In China, DeepSeek’s technological breakthroughs are driving new potential, according to Hou, while advising investment opportunities in the China technology and consumer discretionary sectors on rising demand for AI-embedded devices.
Showcasing the steady performance and resilience of the Chinese economy, GDP grew by 5.4 percent year-on-year to 31.88 trillion yuan ($4.42 trillion) in the first quarter of 2025, data from the National Bureau of Statistics showed on Wednesday.
Hu Yifan, chief investment officer and macroeconomic director of Asia Pacific at UBS Wealth Management, said that China’s first-quarter economic data beat expectations, while noting that policymakers may announce forceful support policies sometime later this year.
“US tariffs on its trade partners, including China, didn’t change foreign capital’s view on China’s A-share and H-share markets, which continue to see capital inflows,” Yang Delong, chief economist at Shenzhen-based First Seafront Fund, told the Global Times.

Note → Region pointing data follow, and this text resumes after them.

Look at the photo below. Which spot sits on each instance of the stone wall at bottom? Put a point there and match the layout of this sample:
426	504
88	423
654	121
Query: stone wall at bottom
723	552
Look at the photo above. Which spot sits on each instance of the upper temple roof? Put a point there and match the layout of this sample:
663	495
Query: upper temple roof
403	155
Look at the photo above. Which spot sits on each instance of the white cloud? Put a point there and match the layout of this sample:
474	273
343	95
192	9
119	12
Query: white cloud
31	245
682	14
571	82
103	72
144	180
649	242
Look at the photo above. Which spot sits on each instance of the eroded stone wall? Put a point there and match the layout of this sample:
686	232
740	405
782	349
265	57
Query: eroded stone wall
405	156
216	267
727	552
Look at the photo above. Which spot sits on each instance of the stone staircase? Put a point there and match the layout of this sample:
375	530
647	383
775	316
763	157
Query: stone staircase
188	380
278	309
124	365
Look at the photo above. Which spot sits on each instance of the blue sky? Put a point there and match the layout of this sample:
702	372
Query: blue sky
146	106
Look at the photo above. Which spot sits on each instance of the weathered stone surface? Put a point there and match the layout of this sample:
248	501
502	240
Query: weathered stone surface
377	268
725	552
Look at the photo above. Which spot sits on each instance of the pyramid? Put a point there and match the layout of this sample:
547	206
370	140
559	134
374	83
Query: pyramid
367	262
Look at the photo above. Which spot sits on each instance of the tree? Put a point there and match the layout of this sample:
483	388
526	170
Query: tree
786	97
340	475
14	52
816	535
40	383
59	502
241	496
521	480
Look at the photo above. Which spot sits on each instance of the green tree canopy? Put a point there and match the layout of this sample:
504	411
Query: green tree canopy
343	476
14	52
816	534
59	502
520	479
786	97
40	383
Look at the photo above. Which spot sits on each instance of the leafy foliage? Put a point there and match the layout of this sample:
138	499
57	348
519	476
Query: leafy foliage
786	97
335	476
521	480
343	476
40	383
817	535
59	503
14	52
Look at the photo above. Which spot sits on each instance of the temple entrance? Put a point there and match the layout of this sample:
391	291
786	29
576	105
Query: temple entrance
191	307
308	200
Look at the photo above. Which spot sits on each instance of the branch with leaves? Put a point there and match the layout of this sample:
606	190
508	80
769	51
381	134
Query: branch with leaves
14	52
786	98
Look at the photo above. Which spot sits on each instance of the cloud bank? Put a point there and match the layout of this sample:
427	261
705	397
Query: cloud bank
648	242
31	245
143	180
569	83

On the one hand, the Chinese central government has implemented policies to drive domestic demand and bolster economic growth, while on the other hand, China still has a leading edge in technological innovation, Yang said.
Foreign investors’ holdings of China’s domestic bonds increased by more than 270 billion yuan on a net basis as of April 15 compared with the end of last year, with the total amount hitting 4.5 trillion yuan, the Xinhua News Agency reported on Friday, citing data from the People’s Bank of China (PBC), the central bank.
China’s bond market has reached a scale of 183 trillion yuan, ranking second in the world. The stable opening-up of China’s bond market is attracting the active participation of international institutional investors, per Xinhua.
In January, the PBC and several other departments jointly issued a guideline to allow foreign financial institutions to offer the same new financial services as domestic players, as part of the 20 measures it introduced to promote institutional financial opening-up in eligible free trade zones.
Recently, multiple foreign financial institutions have taken steps to expand their business in China. The Shanghai Reinsurance Operations Center of AXA International Reinsurance (Shanghai) Co obtained approval to conduct business in China, according to the Shanghai government website. Moreover, UBS announced in late March that the China Securities Regulatory Commission had accepted the firm’s filing to become the sole shareholder of UBS Securities Co.
With the continuous advancement of high-level financial opening-up, more overseas enterprises will be attracted to invest in the Chinese market, and an increasing number of foreign financial institutions will expand their business operations in China, thereby driving greater foreign capital inflows, Yang said.